„In Tschechien gibt es keine naturnahe Forstwirtschaft“
Neben der Politik wurde in Tschechien zuletzt ein Thema besonders hoch gekocht: die Bekämpfung des Borkenkäfers im Böhmerwald. Hier stehen sich seit einigen Jahren zwei Parteien fast unversöhnlich gegenüber: die Regionalpolitiker und Beschäftigten der Holz verarbeitenden Industrie auf der einen sowie die Wissenschaftler und Naturschützer auf der anderen Seite. Seit der Ernennung des neuen Nationalpark-Leiters Jan Stráský spitzte sich der Konflikt in den vergangenen Wochen noch weiter zu. Am Gründonnerstag hat Umweltminister Chalupa dann entschieden, die rasanten Pläne von Stráský etwas zu stutzen. Doch an dem Vorhaben, vom Borkenkäfer befallene Bäume auch in den strengsten Schutzzonen zu fällen, hat sich nicht viel geändert. Über das Thema sprach Radio Prag mit Professor Josef Fanta.

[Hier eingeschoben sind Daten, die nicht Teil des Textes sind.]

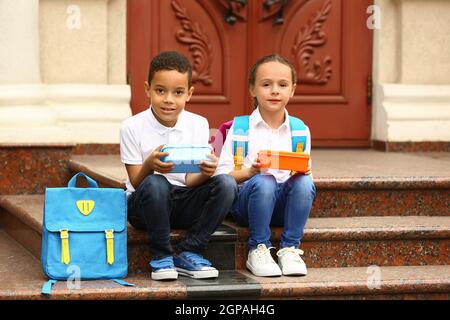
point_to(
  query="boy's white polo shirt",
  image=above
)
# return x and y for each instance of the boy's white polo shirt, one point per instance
(261, 137)
(143, 133)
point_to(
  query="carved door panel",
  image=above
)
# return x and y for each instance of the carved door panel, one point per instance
(216, 49)
(330, 45)
(327, 40)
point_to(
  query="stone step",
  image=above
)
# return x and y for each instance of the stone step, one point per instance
(22, 278)
(328, 242)
(349, 182)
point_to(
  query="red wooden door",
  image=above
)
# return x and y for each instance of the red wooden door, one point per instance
(327, 40)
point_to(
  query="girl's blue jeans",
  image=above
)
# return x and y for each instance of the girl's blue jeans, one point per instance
(262, 202)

„Ja, im Grunde genommen befinden wir uns in einer solchen Situation. Anfang der 1950er Jahre hatten wir hierzulande eine sehr gute Schule für ökologische Forstwirtschaft, die auf demselben Niveau war wie die naturnahe Waldwirtschaft in Deutschland. Diese Schule wurde von den Kommunisten abgeschafft. Seit der Zeit gibt es bei uns keine gute Ausbildung und Erziehung im Bereich der ökologischen Forstwirtschaft. Das widerspiegelt sich auch in der ganzen Diskussion.“
Haben Sie selbst die Forstwirtschaft studiert?„Ja, das war in den 1950er Jahren, in denen ich unter anderem mit den Professoren Svoboda, Zlatník, Mezera studiert habe. Mit den Kenntnissen von damals habe ich mein ganzes Leben lang gearbeitet. In den letzten 33 Jahren lebte ich in den Niederlanden – einem Land, das sich von Deutschland oder den Ländern Mitteleuropas schon unterscheidet. Ich habe meinen niederländischen Kollegen gelehrt, was eine naturnahe Waldwirtschaft ist. Sie haben es letzten Endes übernommen. Vor zwei Monaten hatten wir eine Tagung im Böhmerwald. Zu Gast waren auch zwei niederländische Kollegen, die vor den tschechischen Förstern Vorträge hielten über die naturnahe Waldwirtschaft.“
Das klingt fast absurd oder?„Das ist tatsächlich eine absurde Situation. Doch bedenken Sie: Die Niederlande oder Deutschland haben eine kontinuierliche Entwicklung durchgemacht, hierzulande war das nicht der Fall. Hier herrschte zunächst der Kommunismus, und nach der Wende von 1989 stand wiederum die Wirtschaftsreform im Vordergrund. Es gab keinerlei Kontinuität und das Resultat ist die heutige Situation.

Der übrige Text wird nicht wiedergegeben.